The film's critics, none of whom dispute that these social problems exist, argue that Nascimento's unrepentant voiceover advocates an appalling, dangerously appealing solution.

Arnaldo Bloch, a columnist for Rio's main newspaper, O Globo, was the first to call Elite Squad fascist. When it won the Golden Bear at the Berlin film festival in February, Variety's Jay Weissberg described it as "a one-note celebration of violence-for-good that plays like a recruitment film for fascist thugs".

Naturally, the film-makers object. Moura asks: "Did people say Coppola was a fascist for creating Michael Corleone? It's clear that we don't think torture is okay, we don't approve of the way Captain Nascimento behaves. We're just showing how it is - and in reality, it's actually worse."

According to official statistics, more than 6,000 people were murdered in Rio last year, most of them in the favelas. An ongoing war between the drug-dealers controlling Rocinha and Babilonia, where Elite Squad is set, keeps whole communities under curfew.

Earlier this month, police shot a three-year-old boy in the head, after mistaking his mum's car for a getaway vehicle.

Viewed in that context, it is less surprising that Padilha's indictment of Brazilian society was interpreted by some as a manifesto for repression. A poll by Veja magazine found that 53 per cent considered Captain Nascimento a hero, and 82 per cent thought that drug-dealers tortured by police get what they deserve.

"When I watched the movie, I thought: 'F**k it, Nascimento is dangerous,'" Moura says. "We are so f**ked up that lots of people think he can save us, because we live in a place where there is no security. I understand why he is seen as a hero."

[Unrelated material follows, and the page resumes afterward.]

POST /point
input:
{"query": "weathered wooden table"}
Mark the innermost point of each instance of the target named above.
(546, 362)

Despite its radically different aesthetic, Elite Squad is a companion piece to Padilha's previous film, a documentary called Bus 174, which showed how poverty and institutional brutality turns small time thieves into violent criminals. It is no coincidence that the central character in Elite Squad is called Nascimento, the same last name as the subject of Bus 174, Sandro do Nascimento, who held a bus full of passengers hostage, live on television, and was later killed by police.

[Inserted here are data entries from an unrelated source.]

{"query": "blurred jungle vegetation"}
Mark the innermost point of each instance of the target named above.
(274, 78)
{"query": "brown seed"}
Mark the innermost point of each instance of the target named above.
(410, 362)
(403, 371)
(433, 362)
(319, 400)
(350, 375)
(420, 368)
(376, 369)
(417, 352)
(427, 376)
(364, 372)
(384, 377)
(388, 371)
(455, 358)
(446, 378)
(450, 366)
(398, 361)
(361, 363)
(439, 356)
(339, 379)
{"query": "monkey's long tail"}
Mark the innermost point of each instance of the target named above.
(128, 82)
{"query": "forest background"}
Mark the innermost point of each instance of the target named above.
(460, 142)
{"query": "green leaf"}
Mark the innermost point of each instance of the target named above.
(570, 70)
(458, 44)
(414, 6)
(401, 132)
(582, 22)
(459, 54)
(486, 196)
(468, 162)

Elite Squad has great fun with the organisation's Kafka-esque absurdities, showing policemen moving bodies from one district to another to massage crime statistics. "The institution is so corrupt and the knowledge of this is so widespread that it's ridiculous to even try to argue with the movie," Padilha says. "That's why regular cops didn't sue us."

The film's other, more controversial target is Rio's privileged youth, specifically casual drug users who don't stop to consider the lethal chain of supply. Students at Padilha's former university are portrayed as self-satisfied playboys, oblivious to the consequences of their actions until they are made aware of them in the most horrific way imaginable.

At times, the director's voice can be heard in Nascimento's narration. Adopting his righteous enforcer's point of view enables him to shove complacent middle-class faces into a dead teenager's chest, ripped open by a police bullet, screaming: "You're the one who killed him, you faggot."

"The problem is that a lot of intellectuals and critics smoke a little joint before writing their review," Padilha says. "So a guy like this has to look at the movie and deal with his own hypocrisy, but some people couldn't do that. Labelling the movie fascist is a way to dismiss it."

Although Elite Squad has been discussed in Brazil's congress, it is unlikely to change anything, because of the self-preserving logic of the system it describes.

Under the constitution, politicians are immune from criminal prosecution while they are in office. The current president, Lula da Silva, heads an administration riddled with scandal, but while the economy is strong, Brazilians shrug and support him. Even Bope has become tainted, just as it is being lionised by sections of the press. "What's happened is people have become accustomed to the violence," says Menezes. "They are so used to failures of the justice system, the lack of punishment for the rich, that it's socially acceptable to commit crimes. They demand less corruption, but they also want to drink, drive home and then bribe the policeman that stops them to forget about it."